On Wed, Dec 31, 2014 at 2:26 AM, Donald Stufft email@example.com wrote:
On Dec 10, 2014, at 10:16 PM, Vladimir Diaz firstname.lastname@example.org wrote:
I am a research programmer at the NYU School of Engineering. My colleagues (Trishank Kuppusamy and Justin Cappos) and I are requesting community feedback on our proposal, "Surviving a Compromise of PyPI." The two-stage proposal can be reviewed online at:
Summary of the Proposal:
"Surviving a Compromise of PyPI" proposes how the Python Package Index (PyPI) can be amended to better protect end users from altered or malicious packages, and to minimize the extent of PyPI compromises against affected users. The proposed integration allows package managers such as pip to be more secure against various types of security attacks on PyPI and defend end users from attackers responding to package requests. Specifically, these PEPs describe how PyPI processes should be adapted to generate and incorporate repository metadata, which are signed text files that describe the packages and metadata available on PyPI. Package managers request (along with the packages) the metadata on PyPI to verify the authenticity of packages before they are installed. The changes to PyPI and tools will be minimal by leveraging a library, The Update Framework https://github.com/theupdateframework/tuf, that generates and transparently validates the relevant metadata.
The first stage of the proposal (PEP 458 http://legacy.python.org/dev/peps/pep-0458/) uses a basic security model that supports verification of PyPI packages signed with cryptographic keys stored on PyPI, requires no action from developers and end users, and protects against malicious CDNs and public mirrors. To support continuous delivery of uploaded packages, PyPI administrators sign for uploaded packages with an online key stored on PyPI infrastructure. This level of security prevents packages from being accidentally or deliberately tampered with by a mirror or a CDN because the mirror or CDN will not have any of the keys required to sign for projects.
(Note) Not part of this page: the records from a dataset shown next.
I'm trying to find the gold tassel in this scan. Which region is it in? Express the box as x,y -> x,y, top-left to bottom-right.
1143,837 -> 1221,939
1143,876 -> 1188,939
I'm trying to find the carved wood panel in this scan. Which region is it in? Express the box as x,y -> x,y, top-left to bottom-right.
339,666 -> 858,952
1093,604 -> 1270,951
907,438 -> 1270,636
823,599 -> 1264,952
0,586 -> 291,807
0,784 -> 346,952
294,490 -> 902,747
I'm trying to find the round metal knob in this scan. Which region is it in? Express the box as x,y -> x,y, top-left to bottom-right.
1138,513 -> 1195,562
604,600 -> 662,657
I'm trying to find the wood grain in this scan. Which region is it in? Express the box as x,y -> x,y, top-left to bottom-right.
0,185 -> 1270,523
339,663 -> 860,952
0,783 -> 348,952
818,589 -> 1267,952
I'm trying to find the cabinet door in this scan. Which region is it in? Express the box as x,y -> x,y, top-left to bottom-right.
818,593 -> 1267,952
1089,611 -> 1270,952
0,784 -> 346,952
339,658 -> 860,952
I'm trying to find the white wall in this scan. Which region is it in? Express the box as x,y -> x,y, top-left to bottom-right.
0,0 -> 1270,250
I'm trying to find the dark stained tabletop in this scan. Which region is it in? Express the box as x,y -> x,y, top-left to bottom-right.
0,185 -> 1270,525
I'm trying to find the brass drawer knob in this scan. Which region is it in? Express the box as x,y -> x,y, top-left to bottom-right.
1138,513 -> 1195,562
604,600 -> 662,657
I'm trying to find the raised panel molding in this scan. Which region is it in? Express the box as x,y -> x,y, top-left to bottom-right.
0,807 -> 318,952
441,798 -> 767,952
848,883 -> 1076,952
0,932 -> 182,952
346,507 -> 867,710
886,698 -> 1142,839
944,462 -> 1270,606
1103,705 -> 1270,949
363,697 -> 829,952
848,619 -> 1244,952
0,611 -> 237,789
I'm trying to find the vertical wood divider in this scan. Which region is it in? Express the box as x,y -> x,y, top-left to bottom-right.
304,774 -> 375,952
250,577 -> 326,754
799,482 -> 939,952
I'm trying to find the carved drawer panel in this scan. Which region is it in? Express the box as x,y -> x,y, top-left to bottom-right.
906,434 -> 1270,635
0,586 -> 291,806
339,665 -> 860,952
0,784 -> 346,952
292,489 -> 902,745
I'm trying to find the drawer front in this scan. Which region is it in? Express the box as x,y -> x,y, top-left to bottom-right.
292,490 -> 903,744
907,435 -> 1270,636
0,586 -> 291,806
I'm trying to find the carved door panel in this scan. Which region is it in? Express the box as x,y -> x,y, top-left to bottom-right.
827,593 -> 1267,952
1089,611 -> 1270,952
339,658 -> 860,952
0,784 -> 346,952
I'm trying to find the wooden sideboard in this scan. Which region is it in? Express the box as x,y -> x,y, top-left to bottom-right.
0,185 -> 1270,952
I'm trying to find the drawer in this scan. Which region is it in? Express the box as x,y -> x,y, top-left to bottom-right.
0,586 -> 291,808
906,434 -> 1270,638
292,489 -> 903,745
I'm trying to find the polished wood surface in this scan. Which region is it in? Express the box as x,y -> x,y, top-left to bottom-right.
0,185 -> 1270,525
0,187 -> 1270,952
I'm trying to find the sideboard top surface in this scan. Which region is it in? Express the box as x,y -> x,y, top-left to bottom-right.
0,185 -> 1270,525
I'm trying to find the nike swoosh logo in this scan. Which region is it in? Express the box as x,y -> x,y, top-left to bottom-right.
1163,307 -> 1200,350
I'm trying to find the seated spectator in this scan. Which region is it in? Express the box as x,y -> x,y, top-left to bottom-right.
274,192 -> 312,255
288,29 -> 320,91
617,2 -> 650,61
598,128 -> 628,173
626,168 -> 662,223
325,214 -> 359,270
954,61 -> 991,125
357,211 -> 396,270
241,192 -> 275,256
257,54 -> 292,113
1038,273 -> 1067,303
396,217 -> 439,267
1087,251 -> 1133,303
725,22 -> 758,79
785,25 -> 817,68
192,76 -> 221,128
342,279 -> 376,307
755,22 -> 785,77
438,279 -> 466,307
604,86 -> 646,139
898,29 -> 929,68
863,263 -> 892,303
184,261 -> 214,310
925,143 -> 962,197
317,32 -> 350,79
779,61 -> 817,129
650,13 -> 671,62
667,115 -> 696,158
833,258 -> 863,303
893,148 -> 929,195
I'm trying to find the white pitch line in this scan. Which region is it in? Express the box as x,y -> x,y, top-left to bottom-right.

The second stage of the proposal (PEP 480 http://legacy.python.org/dev/peps/pep-0480/) is an extension to the basic security model (discussed in PEP 458) that supports end-to-end verification of signed packages. End-to-end signing allows both PyPI and developers to sign for the packages that are downloaded by end users. If the PyPI infrastructure were to be compromised, attackers would be unable to serve malicious versions of these packages without access to the project's developer key. As in PEP 458, no additional action is required by end users. However, PyPI administrators will need to periodically (perhaps every few months) sign metadata with an offline key. PEP 480 also proposes an easy-to-use key management solution for developers, how to interface with a potential build farm on PyPI infrastructure, and discusses the security benefits of end-to-end signing. The second stage of the proposal simultaneously supports real-time project registration and developer signatures, and when configured to maximize security on PyPI, less than 1% of end users will be at risk even if an attacker controls PyPI and goes undetected for a month.
We thank Nick Coghlan and Donald Stufft for their valuable contributions, and Giovanni Bajo and Anatoly Techtonik for their feedback.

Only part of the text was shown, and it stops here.